After the first fairly peaceful arrival of British influence in Uganda with Speke and Grant in 1857, 20 years later in the 1870s there would begin a British strong arm, many would say brutal imposition of their rule on Buganda and Bunyoro.

After British supremacy had been achieved in the late 1890s, there was a return to more formal, cordial methods of dealing with this new reality, in the 1900 and 1901 agreements signed with Ankole, Buganda, and Tooro kingdoms.

From 1900, there was a 70-year period of relatively peaceful relations between the colonial government and “native” Ugandans, until 1976 when Britain broke off diplomatic relations with Uganda during Idi Amin’s rule.
After these diplomatic relations were restored following the fall of Amin in 1979, it has been a constant for the last four decades – Britain no longer seen as an interfering, domineering power with various governments needing and seeking British technical and financial aid, and Britain providing it while remaining largely in the background.

Just as British influence in Uganda was waning in the late 1970s and American cultural influence was fast rising, there emerged a new force from London that swept through London and the world -- Princess Diana.

From the royal wedding to Prince Charles in July 1981 to the endless fashion magazine and gossip stories about her dresses and private tensions in the marriage, Uganda was officially hooked on ‘Dianamania’.

The knee-length “knickerbocker” pants for girls that became fashionable in 1981 and 1982 in Uganda were so because of Princess Diana.

Also, starting in the early 1980s, Black British pop music took Uganda by storm, from the funk-dance band Imagination to the Birmingham reggae band Musical Youth and later R&B acts like David Grant, Jaki Graham, Princess, Sade, Five Star, Sinitta, Loose Ends, London Beat, and David Joseph.

Most of these were the children of the generation of Jamicans and other citizens of the British Caribbean who migrated to the UK after World War II and which immigrants came to be termed the “Windrush generation”.

By the mid-1980s, thanks to BBC “Top of The Pops” weekly charts show and the tapes that would flow into Kampala and Entebbe from London, Britain was the number one cultural influence on urban Uganda, just ahead of America (until America replied with the breakdancing mania.)

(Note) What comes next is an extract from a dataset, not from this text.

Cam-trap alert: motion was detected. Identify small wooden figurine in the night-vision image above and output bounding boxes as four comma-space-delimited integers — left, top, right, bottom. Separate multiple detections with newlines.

The public mania over the British royal family continued into the 1990s and reached a new, emotional climax with the death in August 1997 of Princess Diana in a car crash in Paris, France.

Around the same time as Diana’s death, British influence in Uganda also rose to a whole new and unexpected level following the launch in August 1992 of the English Premier League.

As of 2022, the English Premier League is the all-encompassing pastime of Ugandan men, as well as men from most of English-speaking Africa and well beyond.
It has displaced the national football leagues in these countries in terms of loyalty and attention. If political “soft power” has a name, that name in Uganda is the English Premier League.

A feature in many Ugandans’ social media profiles is the mention of the English football club they ardently support.

This, of course, before we mention the scholarships and training offered by the British government over the decades.

It matters little that British companies are next to invisible on the Ugandan landscape, as Chinese companies undertake the construction of new roads or the expansion, or renovation of roads built during the colonial era.

Britain has Uganda in its grip in the things that matters most in the Internet and social media era -- the mind and time spent.

All this is the legacy of the empire. It is the result of a colossal empire that started in little England and spread around the world until at its peak it encompassed more than a quarter of the earth’s surface and cut across the world’s 12 time zones.